Inoltre la responsabile Liz Clegg sta curando anche l’accoglienza dei rifugiati che nel frattempo riescono ad arrivare in Inghilterra. Molti di loro una volta entrati in Gran Bretagna vengono mandati a Birmingham, ed è qui che vengono accolti da Liz, che insieme al suo gruppo fornisce servizi a supporto del loro inserimento nella comunità locale.

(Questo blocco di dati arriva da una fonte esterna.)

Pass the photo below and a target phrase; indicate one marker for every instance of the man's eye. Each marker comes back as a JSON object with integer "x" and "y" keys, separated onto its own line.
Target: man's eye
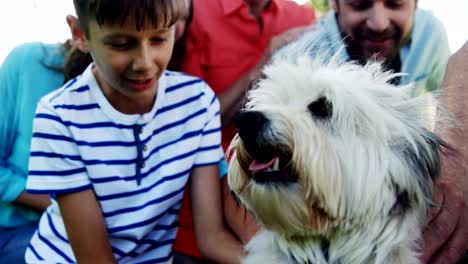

Nei giorni seguenti la nostra partenza il Ministro degli Interni Francese Bernard Cazeneuve si fa avanti ancora una volta dichiarando di voler smantellare il resto della Jungle “al più presto”, aggiungendo che la chiusura della parte Nord del campo avverrà “con grande determinazione” ma “gradualmente, creando altri alloggi e centri d’accoglienza” dove verranno trasferiti i rifugiati.

L’ingresso del campo di Calais; in alto la recinzione che lo separa dall’autostrada


La sua visita alla città arriva dopo tre giorni dal blocco dell’autostrada che conduce al porto di Calais, causato da commercianti locali, personale del porto, camionisti ed agricoltori che hanno manifestato a favore della chiusura del campo.

Le dichiarazioni del Ministro Cazeneuve seguono quelle del candidato alla presidenza e già capo di stato Francese Nicolas Sarkozy, il quale, oltre ad essere vivace sostenitore della campagna politica contro l’uso del burkini nelle spiagge del paese, ha proposto all’appena insediata primo ministro inglese Theresa May di trasferire la Jungle oltre Manica. La proposta, forse non più che una mera provocazione, ha ricevuto in risposta solo un sonoro "no" accompagnato dalla precisazione che era stato proprio lo stesso Sarkozy nel 2003, allora Ministro degli affari interni sotto il governo Chirac, a firmare il trattato Le Touquet riguardo i controlli di frontiera Inglesi in terra Francese e viceversa.

Ad oggi, chiedere lo smantellamento del campo vorrebbe dire peggiorare la situazione invece che risolvere problemi” commenta François Guennoc di Auberge des Migrants, una delle tante ONG che in una lettera aperta al governo Francese ha recentemente fatto notare come la chiusura della Jungle disperderebbe i migranti su un’area più vasta e aggraverebbe la già tanto drammatica situazione.